The adoption of Windows 8 will take some time as companies have very little incentive to rush the process. Significant progress in mobile and tablets that would show CIOs that Microsoft is capable of winning market share in those areas would likely be seen as a large positive for the Windows and Office legacy franchises. I like Microsoft's server and cloud based businesses and feel that they are underrated aspects of the company, overshadowed by the money-losing Online Services business. I don't believe it is impossible for Microsoft to become the most valuable company in the world again over the next decade, but management change, innovation, and better capital allocation are needed. If Microsoft were to take the aggressive steps of buying back $10-$20 billion of stock, offloading or increasing the scale of the Online Services business and if it can succeed in winning 30-40% of mobile market share, I believe the stock could trade between$40-$45 within the next 3-5 years. Even if Microsoft continues to trudge along in the same pattern that it has, I believe the stock is worth at least $35 when you factor in the cash on the balance sheet and normalized earnings power.
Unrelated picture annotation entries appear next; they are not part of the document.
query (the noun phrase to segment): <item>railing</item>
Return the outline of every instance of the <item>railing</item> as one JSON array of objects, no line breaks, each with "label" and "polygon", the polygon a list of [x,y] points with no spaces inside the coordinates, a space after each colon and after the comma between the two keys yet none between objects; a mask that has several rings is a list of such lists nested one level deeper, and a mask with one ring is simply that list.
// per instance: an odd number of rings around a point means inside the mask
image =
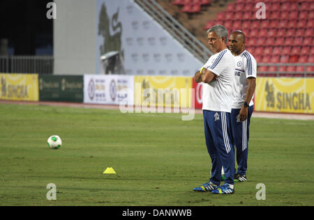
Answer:
[{"label": "railing", "polygon": [[53,74],[52,56],[0,56],[0,72]]},{"label": "railing", "polygon": [[206,63],[212,52],[193,36],[155,0],[134,0],[158,22],[172,36],[202,63]]},{"label": "railing", "polygon": [[[262,67],[274,67],[274,68],[271,70],[261,70]],[[295,70],[282,70],[281,67],[295,67]],[[257,63],[257,74],[265,77],[314,77],[314,63]]]}]

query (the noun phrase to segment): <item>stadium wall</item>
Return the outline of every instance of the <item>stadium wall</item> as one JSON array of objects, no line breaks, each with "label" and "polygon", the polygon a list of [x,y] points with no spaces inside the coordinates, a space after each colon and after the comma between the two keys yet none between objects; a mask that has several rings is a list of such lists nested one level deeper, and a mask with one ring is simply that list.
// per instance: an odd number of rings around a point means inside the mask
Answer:
[{"label": "stadium wall", "polygon": [[[188,77],[0,73],[0,100],[5,100],[199,109],[202,105],[202,84]],[[314,79],[261,77],[255,97],[257,111],[313,114]]]}]

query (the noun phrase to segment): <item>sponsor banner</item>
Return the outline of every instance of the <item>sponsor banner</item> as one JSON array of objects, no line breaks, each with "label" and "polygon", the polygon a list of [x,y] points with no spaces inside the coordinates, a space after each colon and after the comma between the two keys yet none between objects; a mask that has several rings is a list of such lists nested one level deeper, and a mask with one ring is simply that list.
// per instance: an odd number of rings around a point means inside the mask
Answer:
[{"label": "sponsor banner", "polygon": [[195,108],[197,109],[202,109],[203,107],[203,83],[195,83],[194,78],[193,78],[193,86],[195,89],[195,95],[194,95],[194,105]]},{"label": "sponsor banner", "polygon": [[255,110],[313,113],[314,79],[258,78]]},{"label": "sponsor banner", "polygon": [[83,102],[83,76],[38,75],[39,100]]},{"label": "sponsor banner", "polygon": [[191,77],[135,76],[134,82],[136,106],[191,107]]},{"label": "sponsor banner", "polygon": [[96,17],[97,73],[192,76],[203,65],[134,1],[97,0]]},{"label": "sponsor banner", "polygon": [[125,75],[84,75],[84,102],[134,104],[134,77]]},{"label": "sponsor banner", "polygon": [[38,101],[38,74],[0,73],[0,100]]}]

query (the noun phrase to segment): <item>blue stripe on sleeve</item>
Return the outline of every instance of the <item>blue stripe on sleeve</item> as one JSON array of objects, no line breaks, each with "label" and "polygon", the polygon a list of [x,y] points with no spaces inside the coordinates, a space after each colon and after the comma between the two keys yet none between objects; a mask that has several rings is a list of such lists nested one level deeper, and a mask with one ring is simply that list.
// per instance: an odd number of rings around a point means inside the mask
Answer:
[{"label": "blue stripe on sleeve", "polygon": [[214,70],[214,68],[217,65],[217,64],[219,63],[219,61],[221,61],[223,55],[227,52],[227,50],[225,50],[224,52],[222,52],[219,56],[216,59],[215,62],[209,67],[209,69]]}]

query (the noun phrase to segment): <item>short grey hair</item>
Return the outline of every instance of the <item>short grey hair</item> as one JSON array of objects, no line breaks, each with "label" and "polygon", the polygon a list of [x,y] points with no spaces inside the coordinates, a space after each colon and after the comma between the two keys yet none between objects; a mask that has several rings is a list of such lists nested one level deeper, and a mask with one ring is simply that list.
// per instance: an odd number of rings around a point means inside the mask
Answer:
[{"label": "short grey hair", "polygon": [[215,32],[219,38],[225,37],[225,43],[227,45],[227,42],[228,41],[228,31],[225,26],[220,24],[213,26],[207,30],[207,33],[209,32]]}]

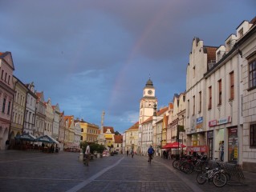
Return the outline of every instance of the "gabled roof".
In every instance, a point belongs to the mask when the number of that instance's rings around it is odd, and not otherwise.
[[[150,122],[152,121],[152,119],[153,119],[153,116],[151,116],[150,118],[148,118],[148,119],[146,119],[145,121],[144,121],[144,122],[142,122],[142,124]]]
[[[156,116],[161,116],[164,113],[165,113],[166,111],[168,110],[168,106],[165,106],[164,108],[161,108],[160,110],[157,111],[156,113]],[[153,119],[153,116],[151,116],[150,118],[147,118],[145,121],[144,121],[142,122],[142,124],[144,124],[144,123],[148,123],[148,122],[152,122]]]
[[[68,128],[71,126],[71,120],[74,119],[74,115],[65,115],[64,116],[64,121],[68,121]]]
[[[109,129],[109,130],[112,134],[115,134],[114,128],[112,126],[104,126],[103,127],[103,133],[106,134],[108,129]]]
[[[139,122],[136,122],[134,123],[128,130],[138,130],[139,129]]]
[[[123,135],[117,134],[114,135],[115,143],[122,143],[123,142]]]
[[[217,46],[204,46],[206,49],[207,52],[207,63],[209,63],[210,61],[216,60],[216,50],[217,50]]]
[[[160,115],[163,114],[167,110],[168,110],[168,106],[165,106],[164,108],[162,108],[157,111],[156,116],[160,116]]]

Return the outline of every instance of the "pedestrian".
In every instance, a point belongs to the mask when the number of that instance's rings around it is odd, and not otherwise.
[[[221,161],[224,161],[224,141],[221,142],[220,145],[220,151],[221,151]]]
[[[85,151],[84,151],[84,155],[83,155],[83,163],[87,166],[89,166],[89,160],[90,160],[90,144],[88,143],[87,146],[86,146]]]
[[[10,140],[9,138],[6,142],[6,150],[9,150]]]
[[[132,158],[133,158],[133,155],[134,155],[133,149],[132,149],[132,150],[131,150],[131,155],[132,155]]]
[[[164,150],[163,155],[164,155],[164,158],[166,158],[166,151],[165,150]]]
[[[154,154],[154,152],[155,152],[155,150],[154,150],[154,149],[152,148],[152,146],[149,146],[149,148],[148,148],[148,162],[151,162],[151,159],[152,159],[152,156],[153,156],[153,154]]]

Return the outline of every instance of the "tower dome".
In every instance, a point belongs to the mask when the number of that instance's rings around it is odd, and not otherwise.
[[[146,83],[146,87],[153,87],[153,82],[151,81],[150,78]]]

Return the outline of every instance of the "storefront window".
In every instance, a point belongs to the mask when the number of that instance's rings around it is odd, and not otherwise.
[[[238,127],[229,129],[229,162],[238,162]]]

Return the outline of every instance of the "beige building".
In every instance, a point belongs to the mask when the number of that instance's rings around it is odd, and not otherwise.
[[[64,111],[59,114],[59,138],[58,142],[59,142],[60,150],[63,150],[64,148],[64,138],[65,138],[65,118],[64,118]]]
[[[243,130],[242,138],[239,140],[242,144],[242,147],[239,145],[239,150],[242,150],[242,154],[238,154],[238,163],[245,170],[256,172],[256,17],[250,22],[244,21],[237,28],[237,37],[238,51],[242,56],[238,59],[242,67],[243,94],[242,100],[239,99]]]
[[[0,150],[5,150],[6,142],[9,138],[12,117],[13,98],[15,91],[12,81],[14,66],[10,52],[0,52]]]
[[[54,110],[51,106],[51,98],[48,98],[47,102],[44,102],[46,106],[46,118],[44,122],[44,135],[52,137],[53,133],[53,120],[54,120]]]
[[[138,135],[139,135],[139,122],[133,124],[129,129],[125,131],[124,141],[125,141],[125,151],[130,151],[133,149],[133,151],[139,153],[138,149]]]
[[[123,148],[123,135],[114,135],[114,151],[122,154]]]
[[[38,97],[35,105],[35,124],[34,127],[34,136],[39,138],[44,135],[45,118],[46,118],[46,106],[44,105],[44,94],[36,92]]]
[[[64,148],[68,148],[75,143],[75,122],[74,115],[65,115],[65,145]]]
[[[208,71],[209,67],[215,63],[217,49],[217,47],[204,46],[203,41],[198,38],[193,39],[186,74],[186,113],[185,117],[187,147],[198,146],[200,148],[200,146],[206,147],[207,145],[206,111],[213,106],[210,106],[206,101],[207,79],[204,78],[204,74]],[[177,122],[177,119],[176,125]]]
[[[96,142],[100,134],[100,126],[80,120],[81,142]]]
[[[14,144],[14,137],[23,134],[25,109],[26,102],[26,86],[15,76],[13,76],[14,89],[15,95],[13,105],[13,116],[10,124],[10,142]],[[33,134],[32,130],[24,134]]]
[[[140,153],[145,154],[149,145],[152,145],[153,129],[151,121],[148,120],[153,115],[154,106],[157,106],[156,90],[150,78],[143,90],[143,98],[140,102],[139,118],[139,142]],[[147,122],[146,122],[147,121]],[[144,126],[143,126],[144,125]]]

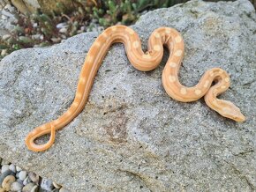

Microsoft's returns on invested capital have consistently been greater than 20% and have generally been higher than 30% over the last 5 years. The company has spent aggressively on R&D, averaging more than $9 billion per year since 2008. Paying about 3.3 times book value on a business that averages a greater than 30% return on capital is highly attractive, and I believe it is quite obvious the company is materially underleveraged. Within 3 years I don't see why Microsoft shouldn't be earning $4 per share, particularly if they were aggressively buying back stock. For the patient investors I believe now is a wonderful time to buy Microsoft for the long-term.